Poland received notoriety by effectively illustrating the effects of land subsidence that began in 1920 in the San Joaquin Valley. Land elevation loss from excessive ground water pumping is memorialized in the telephone pole photo taken in the San Joaquin Valley. The yellow sign he is holding reads, "San Joaquin Valley California BMS661 Subsidence 9M 1925-1977." This photo shows 28 feet of lost surface level altitude over a 52-year period. Markers are placed to show the previous ground level altitudes for the years 1925, 1955, and 1975. The utility pole pictured is located is southwest of Mendota on the western side of the San Joaquin valley, east of I-5, on Panoche Avenue.

===Land subsidence===
Land subsidence is a global issue and has different causes. Some are natural, like earthquakes, and some are caused by humans. In the United States, land subsidence from over pumping has affected 45 states and accounts for changes in over 17,000 square miles of land which is an area almost 10 times the size of Glacier National Park in Montana. The process of compaction is reversible to a point. Water acts as a filler in the space between soil particles. As the water is depleted the soil is compacted from the water loss. In places like the telephone pole photo the process has passed the point of no return. The amount of compaction is measured with extensometers which are deep wells, ranging from 500 to 3,000 feet. Extensometers record the contraction and expansion of soils at specific depths at regular intervals.

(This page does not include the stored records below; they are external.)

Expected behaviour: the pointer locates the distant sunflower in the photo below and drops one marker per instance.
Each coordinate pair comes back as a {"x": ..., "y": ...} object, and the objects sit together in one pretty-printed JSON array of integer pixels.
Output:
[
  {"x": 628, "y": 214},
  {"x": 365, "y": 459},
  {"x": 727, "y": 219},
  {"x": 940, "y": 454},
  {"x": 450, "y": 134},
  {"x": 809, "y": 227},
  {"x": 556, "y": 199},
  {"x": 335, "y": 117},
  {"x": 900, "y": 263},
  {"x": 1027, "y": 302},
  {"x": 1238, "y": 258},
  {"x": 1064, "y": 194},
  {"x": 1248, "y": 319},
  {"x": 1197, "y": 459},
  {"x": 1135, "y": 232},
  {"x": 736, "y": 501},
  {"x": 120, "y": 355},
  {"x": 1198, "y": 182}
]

==Influence on hydrologic and geologic research==
Poland died on June 4, 1991, of Parkinson's disease in Sacramento, California. Two weeks after his death the fourth International Symposium on Land Subsidence was held and dedicated to him. Additionally, a book of collective research titled Land Subsidence Case Studies and Current Research; Proceedings of the Dr. Joseph F. Poland Symposium on Land Subsidence was published following the symposium. "This unusual volume serves to inform both the layman as well as geological and engineering specialists of the causes for and innovative techniques to avoid or mitigate subsidence in action." His work measuring subsidence continues to be built upon today by USGS.

According to University of Nevada Reno, subsidence has also been correlated with the rise of the Sierra Nevada mountain range and increased seismic activity of the San Andreas Fault.